Cottereau Guillaume, Messika Jonathan, Megarbane Bruno, Guérin Laurent, da Silva Daniel, Bornstain Caroline, Santos Matilde, Ricard Jean-Damien, Sztrymf Benjamin
AP-HP, Service de Rééducation Fonctionnelle et Kinésithérapie, Hôpital Antoine Béclère, 92140, Clamart, France.
AP-HP, Hôpital Louis Mourier, DMU ESPRIT, Service de Médecine Intensive Réanimation, Université de Paris, 92700, Colombes, France.
Ann Intensive Care. 2021 Oct 2;11(1):144. doi: 10.1186/s13613-021-00932-3.
ICU-acquired weakness (ICUAW) has been shown to be associated with prolonged duration of mechanical ventilation and extubation failure. It is usually assessed through Medical Research Council (MRC) score, a time-consuming score performed by physiotherapists. Handgrip strength (HG) can be monitored very easily at the bedside. It has been shown to be a reproducible and reliable marker of global muscular strength in critical care patients. We sought to test if muscular weakness, as assessed by handgrip strength, was associated with extubation outcome.
Prospective multicenter trial over an 18 months period in six mixed ICUs. Adults receiving mechanical ventilation for at least 48 h were eligible. Just before weaning trial, HG, Maximal Inspiratory Pressure (MIP), Peak Cough Expiratory Flow (PCEF) and Medical Research Council (MRC) score were registered. The attending physicians were unaware of the tests results and weaning procedures were conducted according to guidelines. Occurrence of unscheduled reintubation, non-invasive ventilation (NIV) or high-flow nasal continuous oxygen (HFNC) because of respiratory failure within 7 days after extubation defined extubation failure. The main outcome was the link between HG and extubation outcome.
233 patients were included. Extubation failure occurred in 51 (22.5%) patients, 39 (17.2%) required reintubation. Handgrip strength was 12 [6-20] kg and 12 [8-20] kg, respectively, in extubation success and failure (p = 0.85). There was no association between extubation outcome and MRC score, MIP or PCEF. Handgrip strength was well correlated with MRC score (r = 0.718, p < 0.0001). ICU and hospital length of stay were significantly higher in the subset of patients harboring muscular weakness as defined by handgrip performed at the first weaning trial (respectively, 15 [10-25] days vs. 11 [7-17] days, p = 0.001 and 34 [19-66] days vs. 22 [15-43] days, p = 0.002).
No association was found between handgrip strength and extubation outcome. Whether this was explained by the appropriateness of the tool in this specific setting, or by the precise impact of ICUAW on extubation outcome deserves to be further evaluated. Trial registration Clinical Trials; NCT02946502, 10/27/2016, URL: https://clinicaltrials.gov/ct2/results?cond=&term=gripwean&cntry=&state=&city=&dist=.

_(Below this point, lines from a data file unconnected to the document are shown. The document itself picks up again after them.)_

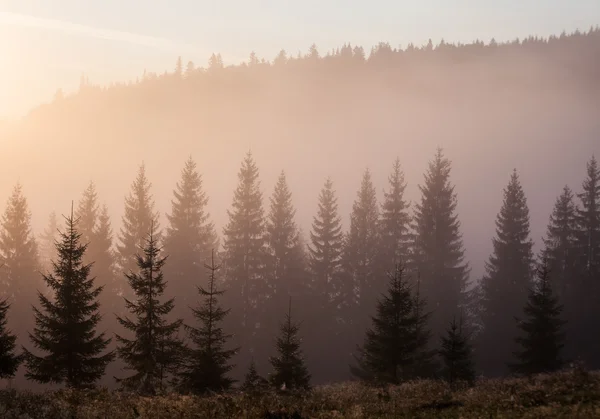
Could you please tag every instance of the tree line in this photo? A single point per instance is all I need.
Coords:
(389, 299)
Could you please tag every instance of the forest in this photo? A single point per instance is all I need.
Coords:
(164, 300)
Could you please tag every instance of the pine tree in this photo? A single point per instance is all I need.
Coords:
(394, 225)
(47, 243)
(507, 278)
(253, 382)
(66, 331)
(139, 218)
(155, 351)
(9, 361)
(360, 250)
(190, 236)
(288, 365)
(19, 253)
(457, 355)
(208, 364)
(244, 255)
(542, 338)
(286, 272)
(325, 249)
(438, 248)
(388, 352)
(87, 214)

重症监护病房获得性肌无力(ICUAW)已被证明与机械通气时间延长和拔管失败有关。它通常通过医学研究委员会(MRC)评分来评估,这是一项由物理治疗师进行的耗时评分。握力(HG)可以在床边非常容易地进行监测。它已被证明是危重症患者整体肌肉力量的可重复且可靠的指标。我们试图测试通过握力评估的肌肉无力是否与拔管结果相关。
在6个综合性重症监护病房进行了为期18个月的前瞻性多中心试验。接受机械通气至少48小时的成年人符合条件。在撤机试验前,记录握力、最大吸气压力(MIP)、咳嗽峰值呼气流量(PCEF)和医学研究委员会(MRC)评分。主治医生不知道测试结果,撤机程序按照指南进行。拔管后7天内因呼吸衰竭发生计划外重新插管、无创通气(NIV)或高流量鼻持续给氧(HFNC)定义为拔管失败。主要结果是握力与拔管结果之间的联系。
纳入233例患者。51例(22.5%)患者发生拔管失败,39例(17.2%)需要重新插管。拔管成功和失败患者的握力分别为12[6 - 20]kg和12[8 - 20]kg(p = 0.85)。拔管结果与MRC评分、MIP或PCEF之间无关联。握力与MRC评分密切相关(r = 0.718,p < 0.0001)。在首次撤机试验时通过握力定义为存在肌肉无力的患者亚组中,重症监护病房住院时间和住院时间显著更长(分别为15[10 - 25]天对11[7 - 17]天,p = 0.001;34[19 - 66]天对22[15 - 43]天,p = 0.002)。